Isolation and characterization of epithelial and myogenic cells by "fishing" for the morphologically distinct cell types in rat primary periodontal ligament cultures.

The periodontal ligament (PDL) contains various cell populations and plays a central role in the maintenance, repair, and regeneration of the periodontium, i.e., tooth-supporting structures. Because primary cells isolated from PDL tissue are heterogeneous, the establishment of an effective isolation method for cells of interest is desired. In the present study, two morphologically distinct cell types were identified in confluent primary cultures derived from rat PDL. To isolate these cell populations, a small piece of filter paper soaked with trypsin-EDTA was placed directly onto the target cell population, enabling the cells to detach from the culture dish. The filter papers were then transferred into fresh culture dishes to establish outgrowth cultures; these two steps constitute the "cell fishing" method. The "fished" cell types were propagated and subcultured for further analyses. In morphological evaluation, immunocytochemical analyses, and reverse transcription-polymerase chain reaction, the isolated cells exhibited a polygonal appearance or a mono- or multinucleated appearance, with a high cytoplasm-to-nucleus ratio, leading to their being characterized as epithelial or myogenic cell populations, respectively. Surprisingly, a notable proportion of the multinuclear cells in the primary and subsequent isolated cultures demonstrated dramatic, spontaneous contractions, a feature typical of skeletal muscle cells.

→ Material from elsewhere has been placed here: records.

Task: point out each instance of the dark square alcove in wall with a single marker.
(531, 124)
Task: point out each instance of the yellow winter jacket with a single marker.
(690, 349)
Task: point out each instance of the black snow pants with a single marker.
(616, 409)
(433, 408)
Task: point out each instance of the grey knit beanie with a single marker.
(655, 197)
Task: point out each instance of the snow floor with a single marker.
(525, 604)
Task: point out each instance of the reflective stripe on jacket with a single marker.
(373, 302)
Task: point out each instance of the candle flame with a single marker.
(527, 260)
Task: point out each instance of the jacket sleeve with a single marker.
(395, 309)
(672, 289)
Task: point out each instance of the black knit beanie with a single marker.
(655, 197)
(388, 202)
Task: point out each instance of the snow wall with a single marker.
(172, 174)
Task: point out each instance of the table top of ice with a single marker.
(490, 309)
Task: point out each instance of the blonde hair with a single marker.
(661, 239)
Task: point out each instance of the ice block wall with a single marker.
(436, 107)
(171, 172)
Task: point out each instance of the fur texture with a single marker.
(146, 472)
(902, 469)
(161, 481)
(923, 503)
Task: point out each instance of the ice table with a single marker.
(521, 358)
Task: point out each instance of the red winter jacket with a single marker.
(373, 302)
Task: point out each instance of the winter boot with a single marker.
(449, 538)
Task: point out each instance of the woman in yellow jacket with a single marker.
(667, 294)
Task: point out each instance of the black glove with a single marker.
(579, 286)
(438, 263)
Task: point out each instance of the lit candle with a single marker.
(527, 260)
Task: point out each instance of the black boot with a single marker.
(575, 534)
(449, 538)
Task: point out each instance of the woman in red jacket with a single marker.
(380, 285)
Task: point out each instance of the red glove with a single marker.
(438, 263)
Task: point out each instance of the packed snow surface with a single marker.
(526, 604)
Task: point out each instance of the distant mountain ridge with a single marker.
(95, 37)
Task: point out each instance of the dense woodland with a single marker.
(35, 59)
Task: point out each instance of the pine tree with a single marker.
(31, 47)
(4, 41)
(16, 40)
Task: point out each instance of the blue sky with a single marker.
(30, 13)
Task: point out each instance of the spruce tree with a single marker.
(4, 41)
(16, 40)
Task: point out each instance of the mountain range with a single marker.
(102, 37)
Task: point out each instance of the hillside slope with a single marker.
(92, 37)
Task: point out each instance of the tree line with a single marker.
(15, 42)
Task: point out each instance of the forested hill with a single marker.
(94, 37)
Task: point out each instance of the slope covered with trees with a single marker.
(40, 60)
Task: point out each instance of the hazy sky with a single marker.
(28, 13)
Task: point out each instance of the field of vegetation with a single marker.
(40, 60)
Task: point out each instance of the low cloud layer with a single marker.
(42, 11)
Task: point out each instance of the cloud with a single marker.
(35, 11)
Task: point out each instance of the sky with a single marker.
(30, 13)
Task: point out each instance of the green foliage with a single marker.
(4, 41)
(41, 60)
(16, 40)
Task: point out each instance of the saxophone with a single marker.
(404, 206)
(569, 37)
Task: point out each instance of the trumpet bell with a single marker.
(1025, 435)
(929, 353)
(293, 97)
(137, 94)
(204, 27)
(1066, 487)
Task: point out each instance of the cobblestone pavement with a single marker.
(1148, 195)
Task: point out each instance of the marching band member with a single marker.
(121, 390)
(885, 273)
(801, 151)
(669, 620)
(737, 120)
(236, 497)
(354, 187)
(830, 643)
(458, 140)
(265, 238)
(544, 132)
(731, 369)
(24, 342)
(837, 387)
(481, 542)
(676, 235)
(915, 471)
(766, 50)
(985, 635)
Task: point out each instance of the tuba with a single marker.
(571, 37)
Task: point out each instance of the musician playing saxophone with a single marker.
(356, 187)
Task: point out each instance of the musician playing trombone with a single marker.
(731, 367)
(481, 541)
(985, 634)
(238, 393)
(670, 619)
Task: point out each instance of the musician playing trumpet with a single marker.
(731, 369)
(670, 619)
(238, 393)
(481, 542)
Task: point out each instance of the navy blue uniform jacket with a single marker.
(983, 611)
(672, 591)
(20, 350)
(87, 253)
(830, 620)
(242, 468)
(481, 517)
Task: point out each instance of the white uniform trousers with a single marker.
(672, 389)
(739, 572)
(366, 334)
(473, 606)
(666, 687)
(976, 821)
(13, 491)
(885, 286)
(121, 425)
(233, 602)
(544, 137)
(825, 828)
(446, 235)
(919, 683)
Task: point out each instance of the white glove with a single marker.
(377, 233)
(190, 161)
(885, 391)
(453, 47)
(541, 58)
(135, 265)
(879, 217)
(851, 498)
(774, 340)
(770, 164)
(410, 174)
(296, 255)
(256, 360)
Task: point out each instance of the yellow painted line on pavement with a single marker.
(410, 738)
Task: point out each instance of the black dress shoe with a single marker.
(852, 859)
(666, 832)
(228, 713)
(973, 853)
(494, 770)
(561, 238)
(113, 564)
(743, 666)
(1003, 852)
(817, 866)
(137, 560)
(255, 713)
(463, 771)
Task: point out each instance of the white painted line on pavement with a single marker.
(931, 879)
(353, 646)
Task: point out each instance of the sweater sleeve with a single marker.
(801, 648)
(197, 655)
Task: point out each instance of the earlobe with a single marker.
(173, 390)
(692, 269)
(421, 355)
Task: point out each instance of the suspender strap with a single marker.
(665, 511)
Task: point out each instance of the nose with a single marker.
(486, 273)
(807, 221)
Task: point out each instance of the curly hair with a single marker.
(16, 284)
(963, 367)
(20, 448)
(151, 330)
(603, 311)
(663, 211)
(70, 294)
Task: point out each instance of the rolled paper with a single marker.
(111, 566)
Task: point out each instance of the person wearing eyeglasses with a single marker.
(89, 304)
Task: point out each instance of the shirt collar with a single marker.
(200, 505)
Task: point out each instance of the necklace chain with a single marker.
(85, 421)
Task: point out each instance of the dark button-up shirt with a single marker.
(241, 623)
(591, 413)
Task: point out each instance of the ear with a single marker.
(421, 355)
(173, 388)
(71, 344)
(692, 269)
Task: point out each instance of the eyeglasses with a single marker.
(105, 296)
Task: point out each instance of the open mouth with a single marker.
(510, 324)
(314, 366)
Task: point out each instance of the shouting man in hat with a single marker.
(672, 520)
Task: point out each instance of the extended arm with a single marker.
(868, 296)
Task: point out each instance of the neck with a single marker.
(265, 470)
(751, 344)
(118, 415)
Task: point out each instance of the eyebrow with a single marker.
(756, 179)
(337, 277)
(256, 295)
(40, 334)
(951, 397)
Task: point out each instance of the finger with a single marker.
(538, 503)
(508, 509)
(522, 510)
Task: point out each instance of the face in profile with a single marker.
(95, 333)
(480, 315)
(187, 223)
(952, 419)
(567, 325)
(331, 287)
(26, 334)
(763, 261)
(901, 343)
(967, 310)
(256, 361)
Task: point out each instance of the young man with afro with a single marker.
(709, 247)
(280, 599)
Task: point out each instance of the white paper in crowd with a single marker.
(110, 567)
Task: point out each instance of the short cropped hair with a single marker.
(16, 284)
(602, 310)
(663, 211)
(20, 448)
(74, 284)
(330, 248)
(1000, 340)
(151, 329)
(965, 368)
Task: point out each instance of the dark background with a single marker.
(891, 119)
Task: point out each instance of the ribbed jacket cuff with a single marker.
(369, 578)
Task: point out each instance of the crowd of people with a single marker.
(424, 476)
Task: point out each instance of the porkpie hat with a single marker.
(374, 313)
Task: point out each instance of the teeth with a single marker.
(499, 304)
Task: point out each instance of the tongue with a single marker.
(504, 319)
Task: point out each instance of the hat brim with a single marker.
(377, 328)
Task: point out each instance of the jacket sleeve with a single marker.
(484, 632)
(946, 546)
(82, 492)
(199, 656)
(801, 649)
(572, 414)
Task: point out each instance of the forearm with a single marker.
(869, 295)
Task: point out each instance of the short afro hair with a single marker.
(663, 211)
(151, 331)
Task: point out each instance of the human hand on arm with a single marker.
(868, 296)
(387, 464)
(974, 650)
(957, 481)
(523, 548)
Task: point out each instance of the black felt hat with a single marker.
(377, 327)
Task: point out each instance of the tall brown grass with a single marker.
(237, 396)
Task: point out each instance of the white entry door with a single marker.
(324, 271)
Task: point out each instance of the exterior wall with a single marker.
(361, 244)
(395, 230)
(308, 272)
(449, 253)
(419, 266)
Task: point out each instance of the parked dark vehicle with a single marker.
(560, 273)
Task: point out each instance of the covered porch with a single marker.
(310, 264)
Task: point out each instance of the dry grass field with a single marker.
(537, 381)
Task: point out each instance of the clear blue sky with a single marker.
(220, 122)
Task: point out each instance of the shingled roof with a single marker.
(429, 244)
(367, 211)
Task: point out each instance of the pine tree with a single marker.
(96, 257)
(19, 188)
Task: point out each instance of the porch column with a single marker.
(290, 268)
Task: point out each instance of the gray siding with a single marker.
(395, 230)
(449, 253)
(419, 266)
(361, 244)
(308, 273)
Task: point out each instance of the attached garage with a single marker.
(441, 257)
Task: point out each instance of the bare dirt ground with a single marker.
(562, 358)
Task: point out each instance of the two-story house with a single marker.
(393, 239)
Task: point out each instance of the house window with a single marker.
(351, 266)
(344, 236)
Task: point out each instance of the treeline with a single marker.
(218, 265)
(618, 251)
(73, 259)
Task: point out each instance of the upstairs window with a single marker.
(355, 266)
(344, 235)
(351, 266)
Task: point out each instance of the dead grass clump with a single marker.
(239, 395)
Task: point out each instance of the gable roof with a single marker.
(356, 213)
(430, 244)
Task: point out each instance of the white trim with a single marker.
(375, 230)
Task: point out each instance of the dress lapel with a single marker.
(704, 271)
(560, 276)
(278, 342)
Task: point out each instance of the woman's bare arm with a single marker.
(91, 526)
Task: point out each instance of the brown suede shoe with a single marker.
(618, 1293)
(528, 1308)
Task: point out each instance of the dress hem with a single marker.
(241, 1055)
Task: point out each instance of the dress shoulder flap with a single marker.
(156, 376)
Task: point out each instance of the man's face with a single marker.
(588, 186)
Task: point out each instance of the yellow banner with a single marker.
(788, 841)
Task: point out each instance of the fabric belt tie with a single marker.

Finally, the isolated cell populations maintained a normal karyotype with a diploid chromosomal number. These results demonstrated that physiological epithelial and skeletal muscle cells can be obtained from primary PDL cultures without artificial induction using growth factors or chemicals, and can be propagated as individual lineage-committed cell populations; the populations consisted of differentiated and progenitor cells that maintained chromosomal stability. This simple, classical culture procedure provides new insights into the biological properties of PDL cells, which are potentially important for the differentiation of tissue or somatic stem cells and for the development of future cell-based therapies for dental and muscular diseases.